The Browns will exit 2018 with fewer questions to answer than they entered with, but a sizable question still looms

Who will coach the team? 

Will the Browns retain Gregg Williams and/or Freddie Kitchens? And if not, who will replace them? It's among the most important choices John Dorsey's management team will decide during its tenure. After all, the future of the team is at stake. 

The players don't quite see it that way, however. In their minds, the Browns' future rests in their hands, regardless of who's wearing headsets. 

"This is a players' team," wide receiver Jarvis Landry said. "Our team is the locker room."

Landry and his teammates adopted this mentality when the Browns changed coaches midseason. They believed the season was headed in one of two directions. One would lead to more losses and dysfunction, an abject diversion from the goals they'd set early in the season. 

The other? To band together and raise their standards. That's the direction the players chose, and that's a large reason why the Browns boast one of the most attractive head-coaching destinations in the league. 

"We decided that we weren't going to give in," center JC Tretter said. "We were gonna give everything we got and do whatever we can to turn everything around."

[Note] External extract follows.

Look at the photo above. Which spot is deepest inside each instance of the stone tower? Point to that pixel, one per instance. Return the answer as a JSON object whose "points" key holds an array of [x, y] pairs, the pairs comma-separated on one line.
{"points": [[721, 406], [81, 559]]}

For his part, Tretter played through a high ankle sprain for the second half of the season. He never entertained the thought of sitting out because he considered it giving in, and he'd promised his teammates he wouldn't. Sentiments like that are why emotions poured out of the Browns locker room after Sunday's loss in Baltimore.

Veteran guard Joel Bitonio said the end of every year is emotional, especially when a team loses its last game. This year's emotions stemmed from different origins, though. A group of teammates that considered each other family knew that their family would change next season. This exact group would never be replicated. 

Dorsey took note of the emotions flowing through the locker room. He saw an exhausted group. But the investment that led to the exhaustion is what gives him great faith that the Browns will excel under whoever is named the next coach.

"It was a little emotional after last night's game, but there were strength of men in that locker room," Dorsey said. "And there is nothing better than the strength of the men in that locker room to lead those younger players and lead this organization. They are looking forward to 2019 and they will set that bar very high for themselves as well, and that is all you can ask for."

So when next year rolls around, the returning Browns will be challenged with recreating that bond with a new batch of teammates. Those new teammates won't share the experience that this year's group shared, but they'll be introduced to a new coach, just like the 2018 Browns were midseason. 

And the 2018 Browns know how to navigate that situation. 

"We play for (our teammates)," defensive end Myles Garrett said. "Keeping that same mentality from this year to next year, and we'll be able to hold firm through whatever happens through the offseason."